С самого утра Самедов ждал, что вот-вот откроется дверь и ему сообщат, что его вызывает Кожевников. Или начальник вызовет его к себе в кабинет. Но ничего не происходило. Он вздрагивал каждый раз, когда начинал звонить телефон. Нервы совсем сдали. Он даже на обед не пошёл, кусок в горло не лез. Он не понимал, почему ничего не происходит? Понятно же, что его участие в афере против Кожевникова раскрыто…
Еле досидев до конца рабочего дня, Самедов опять направился к Регине, предварительно зайдя в магазин и купив бутылку коньяка.
Он был в таком подавленном состоянии, что не замечал ничего вокруг. Не заметил он и двоих крепких мужчин, поднявшихся за ним на третий этаж. Когда он открыл своим ключом входную дверь съёмной квартиры на Малой Семёновской улице, они ловко втолкнули его вглубь квартиры и прошли следом.
Регина сидела за столом и занималась, она даже подняться не успела на звук открывающегося замка, как в комнату буквально влетел Самедов прямо в верхней одежде, и следом вошли двое мужчин значительно выше и крепче его. Она испуганно вскочила и прижалась спиной к стене так сильно, как будто хотела слиться с ней, а один из незнакомцев жестом велел ей молчать, показав красные корочки. Она послушно кивнула, но позу не поменяла.
Самедова грубо толкнули на разложенный диван и он так и остался лежать, закрыв голову руками, даже не пытаясь сопротивляться.
Видя, что он уже и так сломлен, суровые мужчины заниматься мордобоем не стали, а схватили его за шиворот и увели на кухню, закрыв дверь в комнату.
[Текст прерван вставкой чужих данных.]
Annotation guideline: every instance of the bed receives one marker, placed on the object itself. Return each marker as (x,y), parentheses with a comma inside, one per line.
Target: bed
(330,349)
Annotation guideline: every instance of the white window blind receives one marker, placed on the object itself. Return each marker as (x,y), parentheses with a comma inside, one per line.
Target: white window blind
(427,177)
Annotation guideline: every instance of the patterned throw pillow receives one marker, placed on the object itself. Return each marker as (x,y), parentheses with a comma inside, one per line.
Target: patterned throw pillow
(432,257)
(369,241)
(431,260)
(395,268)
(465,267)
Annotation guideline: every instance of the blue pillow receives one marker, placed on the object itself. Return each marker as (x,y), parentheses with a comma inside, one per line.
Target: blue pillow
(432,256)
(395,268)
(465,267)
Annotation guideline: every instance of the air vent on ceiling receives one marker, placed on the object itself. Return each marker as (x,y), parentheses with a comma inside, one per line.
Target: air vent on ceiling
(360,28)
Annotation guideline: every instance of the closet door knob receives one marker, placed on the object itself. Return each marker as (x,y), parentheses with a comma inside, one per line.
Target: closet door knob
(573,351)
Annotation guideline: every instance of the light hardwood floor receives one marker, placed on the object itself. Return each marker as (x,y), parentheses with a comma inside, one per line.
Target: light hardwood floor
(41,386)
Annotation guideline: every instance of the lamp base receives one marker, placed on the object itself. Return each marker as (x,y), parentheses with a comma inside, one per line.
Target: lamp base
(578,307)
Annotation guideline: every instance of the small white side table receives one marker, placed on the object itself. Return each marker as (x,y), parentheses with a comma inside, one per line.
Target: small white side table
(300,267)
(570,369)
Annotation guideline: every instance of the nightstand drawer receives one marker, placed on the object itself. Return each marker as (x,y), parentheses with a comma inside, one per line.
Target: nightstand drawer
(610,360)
Ну его нафиг! – опомнилась Регина, поняв намек, что она нежданным гостям неинтересна, и начала поспешно собирать вещи. – Ну его нафиг!
***
К четырём часам мы с женой, Брагины и Вася Баранов встретились у метро «Сокольники» и Галия повела нас в выставочный центр, где проходила Лейпцигская книжная выставка-ярмарка. Сегодняшний день работы выставки был необычным, для профессионалов, простую публику начнут пускать только завтра.
– Сегодня ещё можно будет что-то приобрести, – многозначительно подняла вверх указательный палец Галия. – Завтра тут уже ничего дефицитного не будет. Заходим и сразу расходимся. Набираем всё, что можно. Особенно импортные альбомы с репродукциями, – инструктировала нас она. – Потом будем меняться добычей.
И когда она только успела так поднатореть в этом вопросе? Похоже, на работе ее просветили опытные люди.
Жене удалось погрузить нас в обстановку охоты и азарта. Мы носились от стенда к стенду и, показывая на стопки больших и маленьких изданий, спрашивали: продаётся?
Мне удалось купить шикарного качества альбом репродукций Ренуара. Галия отхватила альбом «Искусство Западной Европы в коллекциях музеев ГДР». Всем что-то попалось, но так, чтобы было чем меняться, набрать не получилось.
Дальше мы уже не спеша стали прохаживаться и изучать выставку, прижимая к себе свою добычу, которая увеличивала удовольствие от её посещения многократно.
Оставаться до самого закрытия выставки не стали и поехали по домам.
– Просто чудесно, – листала Галия прямо в метро альбом репродукций Ренуара, не удержавшись, а я всё боялся, что она его порвёт ненароком, когда поезд слишком резко дёрнется, но лишать её такого удовольствия не решился. Столько радости и восхищения было у неё в глазах…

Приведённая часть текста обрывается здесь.